Critical Translation of Vasconcelos

Racism in Vasconcelos?
Footnote to a Sunday Sermon
on Chicano Nationalism

UCLA physicist J. Manuel Urrutia in this page
of translation introduces critical questions about some racist
assumptions that may have informed the grand theory of race-mixing
proposed by Vasconcelos.

As we explored in the essay below, Vasconcelos favors some European
influences in culture and religion, opposing ‘Aztec primitivism’ as too
brutal. Thus, his concept of Mexican nationalism requires some
notion of Iberian mix. His reasons for favoring European
influence sound a lot like Aristotle’s metaphysics of gender, where the
male (Iberian) brings to the female (Aztec) the spirit that saves the
body from mere passivity or brutishness.

Critical readers of Vasconcelos, however, like critical readers of Aristotle, need not swallow whole. We notice a tendency of
MEChA’s critics to foist upon MEChA only the worst of the textual
history, a method that if applied evenly across the board would cause
deep suspicion of anybody who references Aristotle, and for exactly the
same reasons. It’s interesting how MEChA would be disparaged for tolerating the
racism of Vasconcelos when the gist of the Vasconcelos bias would cut
squarely against Aztec nationalism, but Aztec nationalism is what
motivates the Aztlan worldview. One can only conclude that in
order for MEChA to acknowledge La Raza Cosmica and Aztlan, too, they
must be fairly open minded, independent, and original thinkers.

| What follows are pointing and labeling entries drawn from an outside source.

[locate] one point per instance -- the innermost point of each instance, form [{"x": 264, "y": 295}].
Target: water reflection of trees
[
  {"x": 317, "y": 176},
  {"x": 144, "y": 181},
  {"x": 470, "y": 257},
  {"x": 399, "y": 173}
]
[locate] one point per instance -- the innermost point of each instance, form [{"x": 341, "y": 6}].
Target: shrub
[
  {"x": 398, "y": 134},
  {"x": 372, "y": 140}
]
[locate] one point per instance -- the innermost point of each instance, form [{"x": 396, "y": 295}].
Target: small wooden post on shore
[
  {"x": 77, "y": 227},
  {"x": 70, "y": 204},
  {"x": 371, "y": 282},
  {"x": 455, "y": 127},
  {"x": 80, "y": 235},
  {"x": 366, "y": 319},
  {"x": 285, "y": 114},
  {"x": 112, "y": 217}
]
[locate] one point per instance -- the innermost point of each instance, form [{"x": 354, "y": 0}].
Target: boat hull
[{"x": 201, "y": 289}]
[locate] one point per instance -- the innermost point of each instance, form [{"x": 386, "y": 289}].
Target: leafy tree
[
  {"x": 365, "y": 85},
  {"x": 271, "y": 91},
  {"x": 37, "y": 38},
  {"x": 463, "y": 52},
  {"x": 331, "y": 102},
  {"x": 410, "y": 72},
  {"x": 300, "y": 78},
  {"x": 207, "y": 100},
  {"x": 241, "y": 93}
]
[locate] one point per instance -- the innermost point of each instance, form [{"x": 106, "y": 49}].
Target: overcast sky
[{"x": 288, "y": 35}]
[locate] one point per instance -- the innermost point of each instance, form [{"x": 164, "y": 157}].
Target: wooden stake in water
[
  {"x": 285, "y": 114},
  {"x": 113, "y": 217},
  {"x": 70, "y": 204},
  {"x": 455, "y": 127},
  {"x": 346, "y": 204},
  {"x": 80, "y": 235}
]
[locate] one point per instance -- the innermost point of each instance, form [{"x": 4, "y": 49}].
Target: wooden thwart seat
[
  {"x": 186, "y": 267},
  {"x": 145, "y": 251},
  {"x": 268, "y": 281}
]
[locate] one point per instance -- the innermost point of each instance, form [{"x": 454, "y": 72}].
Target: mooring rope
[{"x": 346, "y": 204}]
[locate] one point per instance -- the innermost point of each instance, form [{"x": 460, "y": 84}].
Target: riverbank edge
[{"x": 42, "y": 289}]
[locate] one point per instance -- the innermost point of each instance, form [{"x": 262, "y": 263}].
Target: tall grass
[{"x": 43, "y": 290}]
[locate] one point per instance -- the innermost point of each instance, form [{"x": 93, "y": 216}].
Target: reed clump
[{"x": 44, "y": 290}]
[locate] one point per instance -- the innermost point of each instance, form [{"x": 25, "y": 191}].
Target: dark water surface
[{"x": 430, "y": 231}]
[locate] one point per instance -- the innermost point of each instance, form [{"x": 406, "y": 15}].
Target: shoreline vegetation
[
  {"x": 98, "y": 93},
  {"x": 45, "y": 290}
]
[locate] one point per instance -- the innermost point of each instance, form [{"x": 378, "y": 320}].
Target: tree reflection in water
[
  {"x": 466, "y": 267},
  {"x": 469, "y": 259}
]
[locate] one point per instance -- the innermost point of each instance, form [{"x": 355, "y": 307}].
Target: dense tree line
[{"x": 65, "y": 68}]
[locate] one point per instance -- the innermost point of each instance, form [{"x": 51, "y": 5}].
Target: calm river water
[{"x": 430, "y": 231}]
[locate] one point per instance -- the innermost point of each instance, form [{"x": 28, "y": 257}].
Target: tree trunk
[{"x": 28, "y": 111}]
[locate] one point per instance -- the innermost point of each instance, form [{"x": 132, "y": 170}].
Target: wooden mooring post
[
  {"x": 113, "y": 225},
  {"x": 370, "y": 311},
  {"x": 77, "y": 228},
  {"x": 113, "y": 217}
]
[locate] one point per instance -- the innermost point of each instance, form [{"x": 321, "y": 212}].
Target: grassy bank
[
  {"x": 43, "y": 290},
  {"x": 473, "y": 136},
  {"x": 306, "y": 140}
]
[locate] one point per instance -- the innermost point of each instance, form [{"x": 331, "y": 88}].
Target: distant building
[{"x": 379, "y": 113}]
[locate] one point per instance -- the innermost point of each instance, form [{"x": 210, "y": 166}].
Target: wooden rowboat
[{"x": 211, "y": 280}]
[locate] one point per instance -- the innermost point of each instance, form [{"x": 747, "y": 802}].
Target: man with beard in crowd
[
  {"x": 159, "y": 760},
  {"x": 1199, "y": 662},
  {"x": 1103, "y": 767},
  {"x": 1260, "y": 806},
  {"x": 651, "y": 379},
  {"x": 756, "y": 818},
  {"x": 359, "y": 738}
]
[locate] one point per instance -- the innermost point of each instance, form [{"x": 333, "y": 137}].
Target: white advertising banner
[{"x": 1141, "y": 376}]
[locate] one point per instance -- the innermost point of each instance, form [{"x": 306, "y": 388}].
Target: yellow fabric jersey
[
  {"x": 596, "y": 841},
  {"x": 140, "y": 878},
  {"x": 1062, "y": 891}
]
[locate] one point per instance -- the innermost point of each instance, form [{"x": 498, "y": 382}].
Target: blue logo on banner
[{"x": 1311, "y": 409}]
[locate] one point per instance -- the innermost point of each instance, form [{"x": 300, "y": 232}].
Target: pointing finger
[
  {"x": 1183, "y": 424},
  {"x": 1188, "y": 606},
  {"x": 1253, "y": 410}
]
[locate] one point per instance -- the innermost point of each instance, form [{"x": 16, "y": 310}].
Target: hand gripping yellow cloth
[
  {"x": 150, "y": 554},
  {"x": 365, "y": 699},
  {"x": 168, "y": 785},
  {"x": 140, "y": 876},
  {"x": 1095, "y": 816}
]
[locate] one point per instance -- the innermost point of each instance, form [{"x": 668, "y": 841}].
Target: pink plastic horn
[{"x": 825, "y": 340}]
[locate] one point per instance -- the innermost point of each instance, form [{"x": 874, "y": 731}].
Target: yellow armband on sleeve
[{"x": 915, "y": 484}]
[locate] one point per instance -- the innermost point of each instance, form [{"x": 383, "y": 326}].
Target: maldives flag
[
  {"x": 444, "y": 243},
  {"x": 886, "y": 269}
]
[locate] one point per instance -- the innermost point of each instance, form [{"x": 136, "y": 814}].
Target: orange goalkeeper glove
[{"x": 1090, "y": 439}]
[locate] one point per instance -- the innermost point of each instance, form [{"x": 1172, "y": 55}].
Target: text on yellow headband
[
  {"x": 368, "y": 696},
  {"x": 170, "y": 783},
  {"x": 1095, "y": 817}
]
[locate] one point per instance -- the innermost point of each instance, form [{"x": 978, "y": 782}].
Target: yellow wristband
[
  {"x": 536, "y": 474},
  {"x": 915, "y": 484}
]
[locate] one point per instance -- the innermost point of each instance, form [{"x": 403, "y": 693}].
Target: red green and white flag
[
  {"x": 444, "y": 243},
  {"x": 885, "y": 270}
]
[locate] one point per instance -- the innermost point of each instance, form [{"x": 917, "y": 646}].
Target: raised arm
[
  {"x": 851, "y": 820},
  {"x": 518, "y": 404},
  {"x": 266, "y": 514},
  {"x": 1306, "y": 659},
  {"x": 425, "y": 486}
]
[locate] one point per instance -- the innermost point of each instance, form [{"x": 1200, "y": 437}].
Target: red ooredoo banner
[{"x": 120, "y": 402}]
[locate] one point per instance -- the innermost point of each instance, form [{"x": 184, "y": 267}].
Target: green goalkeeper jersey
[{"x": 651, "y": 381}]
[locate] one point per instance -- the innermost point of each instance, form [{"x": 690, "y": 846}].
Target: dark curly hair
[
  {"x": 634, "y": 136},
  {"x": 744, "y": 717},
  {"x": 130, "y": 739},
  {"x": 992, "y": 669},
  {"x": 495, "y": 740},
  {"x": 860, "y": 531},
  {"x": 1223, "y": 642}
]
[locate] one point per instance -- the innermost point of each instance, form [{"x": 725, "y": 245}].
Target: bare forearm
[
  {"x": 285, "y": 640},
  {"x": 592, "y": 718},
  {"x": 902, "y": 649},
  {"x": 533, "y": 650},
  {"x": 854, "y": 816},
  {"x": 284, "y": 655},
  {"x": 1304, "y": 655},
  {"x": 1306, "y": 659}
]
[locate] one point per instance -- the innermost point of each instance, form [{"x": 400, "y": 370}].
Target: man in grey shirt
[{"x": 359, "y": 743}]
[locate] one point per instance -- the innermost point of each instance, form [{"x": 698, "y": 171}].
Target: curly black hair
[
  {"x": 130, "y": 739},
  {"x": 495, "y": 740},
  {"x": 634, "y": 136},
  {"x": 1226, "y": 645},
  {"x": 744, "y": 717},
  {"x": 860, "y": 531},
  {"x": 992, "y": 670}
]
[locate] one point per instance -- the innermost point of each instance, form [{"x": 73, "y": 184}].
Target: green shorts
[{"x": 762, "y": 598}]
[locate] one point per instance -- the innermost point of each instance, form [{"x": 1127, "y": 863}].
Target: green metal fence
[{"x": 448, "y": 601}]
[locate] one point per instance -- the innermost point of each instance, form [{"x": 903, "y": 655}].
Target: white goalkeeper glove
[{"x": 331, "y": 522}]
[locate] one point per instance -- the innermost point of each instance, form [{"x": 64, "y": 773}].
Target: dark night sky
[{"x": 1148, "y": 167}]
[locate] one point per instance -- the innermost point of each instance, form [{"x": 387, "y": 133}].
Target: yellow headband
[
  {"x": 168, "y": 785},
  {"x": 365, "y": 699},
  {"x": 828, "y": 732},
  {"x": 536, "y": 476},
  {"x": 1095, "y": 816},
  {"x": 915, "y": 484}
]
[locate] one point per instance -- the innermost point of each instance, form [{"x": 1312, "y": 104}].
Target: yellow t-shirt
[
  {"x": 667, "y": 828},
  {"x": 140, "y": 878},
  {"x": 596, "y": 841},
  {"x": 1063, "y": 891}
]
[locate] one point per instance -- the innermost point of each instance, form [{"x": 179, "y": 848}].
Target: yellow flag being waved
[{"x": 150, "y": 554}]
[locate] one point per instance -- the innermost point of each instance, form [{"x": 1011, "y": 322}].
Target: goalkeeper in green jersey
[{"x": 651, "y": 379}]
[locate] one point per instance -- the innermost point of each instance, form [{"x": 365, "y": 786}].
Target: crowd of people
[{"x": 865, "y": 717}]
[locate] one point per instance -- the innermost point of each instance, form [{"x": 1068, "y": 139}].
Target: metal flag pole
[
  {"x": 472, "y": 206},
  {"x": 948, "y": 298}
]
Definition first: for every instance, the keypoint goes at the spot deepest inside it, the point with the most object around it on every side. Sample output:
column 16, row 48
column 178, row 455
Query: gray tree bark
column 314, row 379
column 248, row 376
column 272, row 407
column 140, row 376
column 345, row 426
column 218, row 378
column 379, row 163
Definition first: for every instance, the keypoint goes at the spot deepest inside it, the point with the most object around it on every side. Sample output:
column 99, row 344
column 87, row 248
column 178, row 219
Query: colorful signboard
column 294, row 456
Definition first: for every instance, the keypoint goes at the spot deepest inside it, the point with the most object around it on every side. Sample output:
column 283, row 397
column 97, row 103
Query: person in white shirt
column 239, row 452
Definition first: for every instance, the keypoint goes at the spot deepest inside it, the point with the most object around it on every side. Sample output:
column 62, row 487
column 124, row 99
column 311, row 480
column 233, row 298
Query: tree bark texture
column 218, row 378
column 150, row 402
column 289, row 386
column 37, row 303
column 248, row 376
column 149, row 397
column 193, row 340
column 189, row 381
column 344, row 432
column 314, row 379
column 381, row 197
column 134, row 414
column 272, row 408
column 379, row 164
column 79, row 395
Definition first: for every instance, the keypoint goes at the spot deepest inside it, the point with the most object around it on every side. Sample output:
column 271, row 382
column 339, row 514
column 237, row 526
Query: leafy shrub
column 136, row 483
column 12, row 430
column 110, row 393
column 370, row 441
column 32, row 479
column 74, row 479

A reviewer at Amazon (curious pun, considering that Brazil was an
inspiration to the theory) suggests that the more decisive problem for
Vasconcelos was not the brutality of Azteca but the materialism of
Yankees. This priority is clearly borne out in our review of
Vasconcelos’ autobiography. Los Indios were inseparable partners
in the struggle for Mexican liberation. And that liberation was
often sought in opposition to Imperialismo Yanqui.

In the case of Vasconcelos, the conceptions also raise Hegelian
issues related to the Master-Slave dialectic. Between the guns
organized by Zapata and the Ministry of Education organized by
Vasconcelos we find two disparate activities of an actual
revolution. In the nonviolence philosophy we seek not to dismiss
the power that the guns represent, but to re-make that power.

This part of the nonviolence philosophy is often misunderstood, as when
activists are asked to denounce "violence on all sides" by folks who
call themselves "fair thinkers" but only when the fair thinkers have
been offended by revolutionary violence. When activists
call attention to the daily violence of oppression, the "fair thinking"
crowd begs us to be "more realistic." And so it goes around.